This prompted Madison to point to an even greater object of a national government. Madison claimed that Mr. Sherman was in error “in thinking the objects mentioned to be all the principle ones that require a National Government.” Madison stated that the “security of private rights, and the steady dispensation of Justice” and the “interferences with these were evils” that had brought the convention about perhaps more than the objects listed by Mr. Sherman. The problem was the nature of faction, in all its forms, had to be dealt with. In reviewing the historical landscape Madison maintained that “in all cases where a majority are united by a common interest or passions, the rights of the minority are in danger,” and that “Religion itself may become a motive to persecution & oppression,” as is “verified by the Histories of every Country ancient & modern.” [3]

The issue of oaths of office did not come up again until after Monday August 6th when the Gerry Committee returned with the first draft of the Constitution.
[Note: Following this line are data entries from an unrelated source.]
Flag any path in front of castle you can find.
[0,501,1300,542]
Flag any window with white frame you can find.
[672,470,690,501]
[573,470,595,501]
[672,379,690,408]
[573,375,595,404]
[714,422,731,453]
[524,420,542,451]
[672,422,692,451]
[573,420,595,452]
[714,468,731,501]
This draft contained some 23 articles that included the following two oaths of office in Article X, and in Article XX:

“Article X on the Executive oath: ‘Before he shall enter on the duties of his department, he shall take the following oath or affirmation, ‘I____ solemnly swear, (or affirm) that I will faithfully execute the office of President of the United States of America.”

Then in Article XX it states:

“The members of Legislatures, and the Executive and Judicial officers of the United States, and the several States, shall be bound by oath to support this Constitution.”

Both of these oaths are distinctly different from many of the State constitutions of the time, in that there is no religious test affixed. In fact, to help clarify the intention, on Monday August 20, Mr. Pinkney moved to have added to the Article that “no religious tests or qualifications shall ever be annexed to any oath of office under the authority of the U.S.” [4] Then again on august 30, Mr. Pinkney moved to add the forbearance of religious tests; when Mr. Sherman put forth opposition to Pinkney’s recommendation, stating that he “thought it unnecessary” seeing that the “prevailing liberality [was] sufficient security against such tests.” [5] Sherman’s was the only opposition to forbidding religious tests recorded in Madison’s notes. The Constitution was adopted and sent off to the states for ratification with the ban on religious tests included in Article VI.

The issue of religious tests was brought up and debated repeatedly throughout the ratification process. Luther Martin, who also attended the Federal Convention, campaigned in Maryland against the Constitution for, among other things, the lack of a religious test required for office. [6] At the Pennsylvania Convention religion was a hot topic as well, when Benjamin Rush put forth the proposition that they hire a clergymen to open the daily business with prayer, which was shot down by men such as John Smilie. When Rush argued that failing to open with prayer served as the cause of much of the division amongst the delegates, Smilie replied that this was an “absurd superstition.”

Towns such as Townshed, Massachusetts sent off instructions that “Atheists Deists Papists or abettors of any false religion” should be excluded from holding public office. [7] According to a letter written by Benjamin Lincoln to Washington, there were also delegates that expressed discontent over the lack of any reference to God in the Preamble of the Constitution. [8]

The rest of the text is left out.